If there are 2,200 babies born every day in Britain, we can assume that roughly that number of couples learnt yesterday that they are expecting a child. But how many of them were aware of another big bit of parenting news? This month brings with it the arrival, after a sometimes-fraught gestation, of a new rule to allow parents to split child-rearing duties during the first year of their baby’s life.

Shared Parental Leave means that the parents of babies due on or after 5 April next year can apply to share maternity leave. The pay and time off per baby is the same – 12 months – but after a minimum two weeks for the mother, eligible couples can dice up the rest into as many chunks as they like, alternating, overlapping or even engaging in a six-month mutual bondathon.

But as employers prepare for and receive the first applications from expectant parents, what seems like long-overdue progress to many presents complications for others. And that doesn’t just mean small businesses, who are bound to worry about paperwork or the potential loss of, in this case, valuable man-hours. According to a survey of 1,000 employed men and women by Glassdoor, a jobs website, only a quarter of men agreed that parents should split leave evenly, while just 10 per cent said they would take the maximum leave the new rule allows.
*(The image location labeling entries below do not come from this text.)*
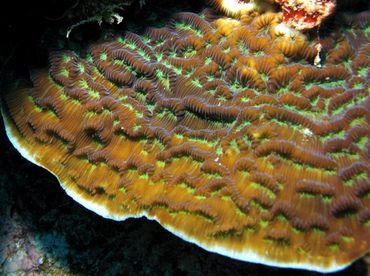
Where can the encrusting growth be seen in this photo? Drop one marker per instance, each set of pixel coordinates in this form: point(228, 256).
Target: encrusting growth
point(224, 131)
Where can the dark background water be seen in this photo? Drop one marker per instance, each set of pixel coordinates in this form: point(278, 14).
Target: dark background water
point(36, 215)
One friend of mine who recently returned to work two weeks after the birth of his son points out that he is ill-equipped to breastfeed him, and that his bigger salary would result in a hit to the family (money paid for leave, whoever takes it, will remain the same – 90 per cent of normal salary for six weeks, then the statutory £138 per week for the next 33 weeks). “The flip side of that is that if the mother earns loads more, you can reverse that, so it is definitely a good thing,” he adds.

The breast barrier comes up a lot when you ask people about this. So, too, does the idea that, feeding aside, motherhood is at stake. “Most women I’ve spoken to feel that this is important because it creates a better sense of choice and equality,” says Charlotte Philby, the editor-in-chief of Motherland, the parenting website. “But they also feel it’s a bit threatening. Those months are so precious and a lot of the new mothers feel like there could be greater stigma if they kept the full leave – like they’re choosing to relinquish a career, or are unprogressive.”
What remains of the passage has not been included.